A pilot-project with an array of current meter moorings in 2000-2001 showed that the meridional mass transport through the Mozambique Channel fluctuates remarkably regular with values between 20 Sv northwards and 60 Sv southwards. The mean value for this one year of observations is some 15 Sv southwards (Fig. 1).

Volume transport
Fig. 1 - Volume transport through the Mozambique Channel

The spatial structure of the current field suggested that during the periods with a strong southward flow a current jet seperates from the African coast and forms a large anti-cyclonic eddy. These eddies migrate southward, interact with the Agulhas current and seem to initialize the meandering of the Agulhas current, thereby influence the formation of Agulhas rings.
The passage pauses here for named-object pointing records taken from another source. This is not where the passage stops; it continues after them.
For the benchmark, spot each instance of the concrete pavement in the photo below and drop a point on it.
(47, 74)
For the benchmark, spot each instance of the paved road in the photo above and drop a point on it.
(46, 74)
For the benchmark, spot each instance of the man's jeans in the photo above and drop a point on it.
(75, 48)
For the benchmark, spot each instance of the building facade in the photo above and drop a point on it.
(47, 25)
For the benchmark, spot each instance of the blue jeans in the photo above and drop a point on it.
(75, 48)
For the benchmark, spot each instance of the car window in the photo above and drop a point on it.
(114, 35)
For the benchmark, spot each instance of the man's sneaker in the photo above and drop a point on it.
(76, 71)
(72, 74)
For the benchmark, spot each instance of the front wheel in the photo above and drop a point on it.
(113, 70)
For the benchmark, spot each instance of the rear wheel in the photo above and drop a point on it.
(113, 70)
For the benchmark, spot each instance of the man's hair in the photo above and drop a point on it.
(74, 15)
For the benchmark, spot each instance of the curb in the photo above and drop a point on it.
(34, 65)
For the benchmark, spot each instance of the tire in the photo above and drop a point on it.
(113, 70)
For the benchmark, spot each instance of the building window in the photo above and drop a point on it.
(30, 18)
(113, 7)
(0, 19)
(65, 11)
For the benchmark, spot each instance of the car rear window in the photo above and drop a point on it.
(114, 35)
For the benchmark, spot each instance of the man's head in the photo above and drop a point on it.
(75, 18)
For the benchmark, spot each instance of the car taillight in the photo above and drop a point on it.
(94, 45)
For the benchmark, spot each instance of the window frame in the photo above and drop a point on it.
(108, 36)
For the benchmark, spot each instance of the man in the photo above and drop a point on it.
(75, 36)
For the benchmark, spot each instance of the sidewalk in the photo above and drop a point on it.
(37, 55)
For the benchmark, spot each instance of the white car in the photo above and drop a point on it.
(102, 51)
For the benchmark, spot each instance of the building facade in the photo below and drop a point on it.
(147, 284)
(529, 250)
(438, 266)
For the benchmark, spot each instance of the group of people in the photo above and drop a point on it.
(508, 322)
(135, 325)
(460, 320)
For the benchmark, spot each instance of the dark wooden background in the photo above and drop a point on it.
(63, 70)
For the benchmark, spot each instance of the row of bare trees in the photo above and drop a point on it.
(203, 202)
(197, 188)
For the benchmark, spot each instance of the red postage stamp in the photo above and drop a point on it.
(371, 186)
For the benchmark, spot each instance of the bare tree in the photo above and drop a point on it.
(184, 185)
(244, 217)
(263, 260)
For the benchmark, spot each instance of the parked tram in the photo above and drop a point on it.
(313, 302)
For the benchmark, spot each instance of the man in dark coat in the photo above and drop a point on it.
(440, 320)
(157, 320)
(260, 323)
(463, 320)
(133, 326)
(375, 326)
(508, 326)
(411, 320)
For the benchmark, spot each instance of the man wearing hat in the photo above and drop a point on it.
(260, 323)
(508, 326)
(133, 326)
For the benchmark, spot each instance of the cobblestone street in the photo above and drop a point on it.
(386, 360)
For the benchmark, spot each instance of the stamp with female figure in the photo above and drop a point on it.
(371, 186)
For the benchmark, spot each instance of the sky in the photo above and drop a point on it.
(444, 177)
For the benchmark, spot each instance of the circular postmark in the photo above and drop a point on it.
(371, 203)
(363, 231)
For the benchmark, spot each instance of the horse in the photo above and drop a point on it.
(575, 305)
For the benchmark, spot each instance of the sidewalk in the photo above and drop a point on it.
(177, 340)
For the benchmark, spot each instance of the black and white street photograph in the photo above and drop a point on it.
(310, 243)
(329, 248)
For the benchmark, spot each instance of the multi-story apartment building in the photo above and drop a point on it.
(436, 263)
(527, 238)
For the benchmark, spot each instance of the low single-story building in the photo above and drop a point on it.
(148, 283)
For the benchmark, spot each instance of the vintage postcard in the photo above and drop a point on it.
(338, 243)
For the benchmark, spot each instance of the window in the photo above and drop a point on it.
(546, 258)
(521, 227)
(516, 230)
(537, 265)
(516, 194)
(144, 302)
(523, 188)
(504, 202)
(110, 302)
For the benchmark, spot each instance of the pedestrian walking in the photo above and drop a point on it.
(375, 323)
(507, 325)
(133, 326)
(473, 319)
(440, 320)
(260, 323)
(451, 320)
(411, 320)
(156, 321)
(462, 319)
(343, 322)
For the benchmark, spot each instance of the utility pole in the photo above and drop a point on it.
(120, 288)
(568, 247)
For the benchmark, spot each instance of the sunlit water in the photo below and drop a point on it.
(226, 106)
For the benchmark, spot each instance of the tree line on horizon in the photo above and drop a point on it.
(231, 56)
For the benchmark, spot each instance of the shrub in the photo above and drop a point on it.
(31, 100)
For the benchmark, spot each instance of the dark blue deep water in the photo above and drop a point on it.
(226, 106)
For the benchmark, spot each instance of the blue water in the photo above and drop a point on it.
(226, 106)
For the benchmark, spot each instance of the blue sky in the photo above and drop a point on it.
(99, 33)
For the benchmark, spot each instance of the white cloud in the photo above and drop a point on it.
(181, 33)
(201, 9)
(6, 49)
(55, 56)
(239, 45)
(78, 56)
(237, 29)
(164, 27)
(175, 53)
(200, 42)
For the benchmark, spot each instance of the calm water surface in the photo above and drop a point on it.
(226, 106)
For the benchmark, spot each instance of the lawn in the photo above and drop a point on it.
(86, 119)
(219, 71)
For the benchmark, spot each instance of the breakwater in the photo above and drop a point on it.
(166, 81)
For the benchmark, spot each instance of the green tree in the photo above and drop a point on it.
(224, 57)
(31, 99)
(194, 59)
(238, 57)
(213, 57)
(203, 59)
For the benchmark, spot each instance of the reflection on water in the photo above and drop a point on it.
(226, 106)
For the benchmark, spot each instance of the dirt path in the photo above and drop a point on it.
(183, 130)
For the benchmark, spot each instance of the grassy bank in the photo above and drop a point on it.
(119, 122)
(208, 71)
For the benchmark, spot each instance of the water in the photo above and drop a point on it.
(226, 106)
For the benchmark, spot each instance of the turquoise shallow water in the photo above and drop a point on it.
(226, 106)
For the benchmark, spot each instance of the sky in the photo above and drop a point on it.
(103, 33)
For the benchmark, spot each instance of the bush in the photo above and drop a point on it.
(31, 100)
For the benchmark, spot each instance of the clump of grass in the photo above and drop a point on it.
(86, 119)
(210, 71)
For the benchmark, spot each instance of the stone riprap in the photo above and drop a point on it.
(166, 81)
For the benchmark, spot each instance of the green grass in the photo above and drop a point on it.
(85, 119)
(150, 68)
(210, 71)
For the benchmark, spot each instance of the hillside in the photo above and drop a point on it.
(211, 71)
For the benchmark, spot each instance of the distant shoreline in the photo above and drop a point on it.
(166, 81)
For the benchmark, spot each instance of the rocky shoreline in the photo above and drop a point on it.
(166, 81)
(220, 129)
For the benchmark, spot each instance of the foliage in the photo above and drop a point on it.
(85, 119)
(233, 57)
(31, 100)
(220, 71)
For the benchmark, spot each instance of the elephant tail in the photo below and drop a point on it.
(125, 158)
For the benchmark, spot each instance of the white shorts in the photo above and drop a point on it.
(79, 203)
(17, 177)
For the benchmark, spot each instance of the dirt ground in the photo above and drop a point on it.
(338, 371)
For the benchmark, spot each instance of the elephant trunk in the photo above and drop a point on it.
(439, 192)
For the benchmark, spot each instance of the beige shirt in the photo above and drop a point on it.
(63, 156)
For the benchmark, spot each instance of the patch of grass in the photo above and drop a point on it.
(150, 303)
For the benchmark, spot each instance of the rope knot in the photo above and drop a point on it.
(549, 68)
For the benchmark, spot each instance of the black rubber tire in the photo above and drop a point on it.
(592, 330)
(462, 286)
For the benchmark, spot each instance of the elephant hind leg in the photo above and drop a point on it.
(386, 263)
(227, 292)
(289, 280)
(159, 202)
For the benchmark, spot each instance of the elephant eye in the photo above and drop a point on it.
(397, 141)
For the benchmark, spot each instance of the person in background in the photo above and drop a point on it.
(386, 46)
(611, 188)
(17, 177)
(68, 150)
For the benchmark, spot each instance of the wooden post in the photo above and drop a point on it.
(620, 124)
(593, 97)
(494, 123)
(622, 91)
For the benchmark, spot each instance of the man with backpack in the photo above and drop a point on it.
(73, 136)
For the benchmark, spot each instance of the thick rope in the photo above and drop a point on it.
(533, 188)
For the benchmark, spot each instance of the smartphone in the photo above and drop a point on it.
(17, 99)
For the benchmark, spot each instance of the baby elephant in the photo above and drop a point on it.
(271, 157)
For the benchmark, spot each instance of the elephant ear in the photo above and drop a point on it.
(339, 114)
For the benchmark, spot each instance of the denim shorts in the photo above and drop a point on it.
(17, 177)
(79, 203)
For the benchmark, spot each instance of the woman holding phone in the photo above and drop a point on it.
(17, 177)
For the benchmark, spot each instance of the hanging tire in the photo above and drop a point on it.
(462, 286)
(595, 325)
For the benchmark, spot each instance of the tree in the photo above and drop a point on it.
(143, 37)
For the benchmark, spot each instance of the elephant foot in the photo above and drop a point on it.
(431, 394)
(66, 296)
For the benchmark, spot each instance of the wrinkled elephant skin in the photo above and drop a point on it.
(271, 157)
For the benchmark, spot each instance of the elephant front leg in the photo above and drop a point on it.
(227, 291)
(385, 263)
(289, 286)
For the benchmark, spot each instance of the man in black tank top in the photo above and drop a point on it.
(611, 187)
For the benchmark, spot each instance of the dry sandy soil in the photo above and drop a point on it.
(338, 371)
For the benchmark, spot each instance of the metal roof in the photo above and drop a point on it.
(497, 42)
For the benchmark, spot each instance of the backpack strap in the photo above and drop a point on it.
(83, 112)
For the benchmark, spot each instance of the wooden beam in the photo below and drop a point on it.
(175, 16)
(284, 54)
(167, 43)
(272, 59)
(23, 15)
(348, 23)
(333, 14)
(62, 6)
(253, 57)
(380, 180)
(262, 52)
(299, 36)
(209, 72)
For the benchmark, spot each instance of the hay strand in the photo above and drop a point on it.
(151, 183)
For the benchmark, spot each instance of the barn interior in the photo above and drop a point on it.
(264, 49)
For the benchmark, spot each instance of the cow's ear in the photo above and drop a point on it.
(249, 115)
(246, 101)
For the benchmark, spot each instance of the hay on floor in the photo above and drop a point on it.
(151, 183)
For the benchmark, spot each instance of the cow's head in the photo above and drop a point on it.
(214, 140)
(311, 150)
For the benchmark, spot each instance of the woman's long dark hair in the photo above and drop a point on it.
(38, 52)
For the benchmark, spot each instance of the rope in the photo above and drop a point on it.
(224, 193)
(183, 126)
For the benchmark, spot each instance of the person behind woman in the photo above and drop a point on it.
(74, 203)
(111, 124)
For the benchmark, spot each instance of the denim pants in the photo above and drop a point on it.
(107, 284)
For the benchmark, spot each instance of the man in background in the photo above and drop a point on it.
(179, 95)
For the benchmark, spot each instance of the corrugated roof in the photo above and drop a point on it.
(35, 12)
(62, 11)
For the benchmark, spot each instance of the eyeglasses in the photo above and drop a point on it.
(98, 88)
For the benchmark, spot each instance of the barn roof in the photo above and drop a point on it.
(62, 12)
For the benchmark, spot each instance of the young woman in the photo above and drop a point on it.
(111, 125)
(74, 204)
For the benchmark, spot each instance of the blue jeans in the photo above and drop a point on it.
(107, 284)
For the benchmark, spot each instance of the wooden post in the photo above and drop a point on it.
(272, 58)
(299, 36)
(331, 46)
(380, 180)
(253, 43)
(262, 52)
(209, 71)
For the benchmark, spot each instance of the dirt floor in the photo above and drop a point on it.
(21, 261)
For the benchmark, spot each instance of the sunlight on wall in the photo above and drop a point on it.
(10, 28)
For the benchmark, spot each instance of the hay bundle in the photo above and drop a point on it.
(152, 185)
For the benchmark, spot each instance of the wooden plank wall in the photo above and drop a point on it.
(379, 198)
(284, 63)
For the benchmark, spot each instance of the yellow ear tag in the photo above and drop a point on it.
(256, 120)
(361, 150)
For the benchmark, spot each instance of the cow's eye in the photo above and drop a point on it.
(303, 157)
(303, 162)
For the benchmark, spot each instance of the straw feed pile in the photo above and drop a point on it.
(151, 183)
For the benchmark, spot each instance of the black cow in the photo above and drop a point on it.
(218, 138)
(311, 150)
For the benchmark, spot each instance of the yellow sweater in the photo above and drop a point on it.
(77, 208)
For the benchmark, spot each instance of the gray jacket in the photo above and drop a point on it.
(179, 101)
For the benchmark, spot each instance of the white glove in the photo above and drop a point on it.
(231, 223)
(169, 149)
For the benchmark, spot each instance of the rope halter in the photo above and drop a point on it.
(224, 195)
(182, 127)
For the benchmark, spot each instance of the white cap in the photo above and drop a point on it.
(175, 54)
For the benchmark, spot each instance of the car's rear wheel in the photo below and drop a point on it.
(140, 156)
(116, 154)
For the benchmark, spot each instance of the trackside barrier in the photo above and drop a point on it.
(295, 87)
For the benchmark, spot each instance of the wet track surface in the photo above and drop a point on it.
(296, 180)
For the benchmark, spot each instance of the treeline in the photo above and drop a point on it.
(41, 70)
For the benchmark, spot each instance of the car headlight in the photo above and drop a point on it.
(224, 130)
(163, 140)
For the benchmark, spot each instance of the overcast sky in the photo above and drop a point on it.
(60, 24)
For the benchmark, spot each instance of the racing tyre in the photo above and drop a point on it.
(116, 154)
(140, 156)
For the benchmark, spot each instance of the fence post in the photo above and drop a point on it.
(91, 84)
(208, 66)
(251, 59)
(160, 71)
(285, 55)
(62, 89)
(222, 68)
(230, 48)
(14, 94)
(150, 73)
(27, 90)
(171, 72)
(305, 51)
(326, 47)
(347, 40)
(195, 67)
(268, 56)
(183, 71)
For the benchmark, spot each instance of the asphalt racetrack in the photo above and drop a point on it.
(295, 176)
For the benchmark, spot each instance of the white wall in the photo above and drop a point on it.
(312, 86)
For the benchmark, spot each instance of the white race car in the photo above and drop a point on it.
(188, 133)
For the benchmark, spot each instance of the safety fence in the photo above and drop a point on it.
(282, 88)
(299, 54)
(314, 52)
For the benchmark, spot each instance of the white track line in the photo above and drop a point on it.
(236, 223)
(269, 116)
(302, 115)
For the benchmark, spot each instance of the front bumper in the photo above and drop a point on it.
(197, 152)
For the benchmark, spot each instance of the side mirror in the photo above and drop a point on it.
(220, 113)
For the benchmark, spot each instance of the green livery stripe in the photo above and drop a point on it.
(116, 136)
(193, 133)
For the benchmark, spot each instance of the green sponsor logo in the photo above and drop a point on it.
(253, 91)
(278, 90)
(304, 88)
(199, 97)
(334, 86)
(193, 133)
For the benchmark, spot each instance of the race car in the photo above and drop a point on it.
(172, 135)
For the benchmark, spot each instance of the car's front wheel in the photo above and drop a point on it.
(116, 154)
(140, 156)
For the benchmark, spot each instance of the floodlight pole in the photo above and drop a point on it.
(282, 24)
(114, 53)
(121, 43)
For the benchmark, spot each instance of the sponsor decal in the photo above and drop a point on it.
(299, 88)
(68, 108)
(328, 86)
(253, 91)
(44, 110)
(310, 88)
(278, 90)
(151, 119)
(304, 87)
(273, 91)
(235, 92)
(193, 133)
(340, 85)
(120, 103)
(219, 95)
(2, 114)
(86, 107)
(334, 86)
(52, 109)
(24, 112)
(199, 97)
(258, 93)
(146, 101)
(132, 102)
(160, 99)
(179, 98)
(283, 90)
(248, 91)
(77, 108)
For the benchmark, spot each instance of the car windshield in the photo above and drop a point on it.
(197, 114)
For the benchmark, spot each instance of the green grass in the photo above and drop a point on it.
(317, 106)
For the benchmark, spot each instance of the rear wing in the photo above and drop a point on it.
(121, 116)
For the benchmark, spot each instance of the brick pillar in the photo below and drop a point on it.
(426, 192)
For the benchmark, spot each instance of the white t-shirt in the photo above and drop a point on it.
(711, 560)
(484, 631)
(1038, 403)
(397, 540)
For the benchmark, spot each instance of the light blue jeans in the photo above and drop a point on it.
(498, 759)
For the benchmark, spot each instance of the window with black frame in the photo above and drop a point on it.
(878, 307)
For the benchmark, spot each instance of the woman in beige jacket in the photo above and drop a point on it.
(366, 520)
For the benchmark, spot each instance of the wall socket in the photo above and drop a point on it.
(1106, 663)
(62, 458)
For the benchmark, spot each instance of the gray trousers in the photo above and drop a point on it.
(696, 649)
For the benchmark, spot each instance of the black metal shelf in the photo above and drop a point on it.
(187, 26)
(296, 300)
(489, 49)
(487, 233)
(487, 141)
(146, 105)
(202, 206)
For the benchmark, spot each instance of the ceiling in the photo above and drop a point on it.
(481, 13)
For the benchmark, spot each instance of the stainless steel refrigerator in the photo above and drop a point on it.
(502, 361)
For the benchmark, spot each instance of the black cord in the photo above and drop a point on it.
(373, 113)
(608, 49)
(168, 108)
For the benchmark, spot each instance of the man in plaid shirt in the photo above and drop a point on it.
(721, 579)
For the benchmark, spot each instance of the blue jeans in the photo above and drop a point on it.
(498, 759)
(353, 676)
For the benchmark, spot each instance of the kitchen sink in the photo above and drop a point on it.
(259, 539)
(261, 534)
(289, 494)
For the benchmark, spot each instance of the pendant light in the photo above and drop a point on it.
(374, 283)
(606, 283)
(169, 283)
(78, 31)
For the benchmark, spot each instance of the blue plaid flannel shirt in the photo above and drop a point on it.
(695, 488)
Thus the flow in Mozambique Channel is of importance not only for the tropical-subtropical transport in the Indian Ocean but also for the Indian-Atlantic ocean exchange.

At intermediate and deep levels against the African continental slope a northward flowing Mozambique Undercurrent was observed with a mean northward speed of 4.6 cms-1 (1500 m) and 4.5 cms-1 (2500 m). Hydrographic observations showed that the deepest flow consists of North Atlantic Deep Water.

As part of the LOCO program a new array of moorings, with much more current meters, ADCP’s and T-S sensors, was deployed at the narrowest section in the Mozambique Channel in November 2003 (Fig. 2 and 3). These sub-surface moorings will be serviced each 1.5 years and the observations will continue till 2008. The observations will be used mainly to quantify the variability of the meridional mass and heat transport, to relate this variability to Indian Ocean (or El Nino) climate modes and to study the relation between this variability and the ‘downstream’ formation of Agulhas Rings.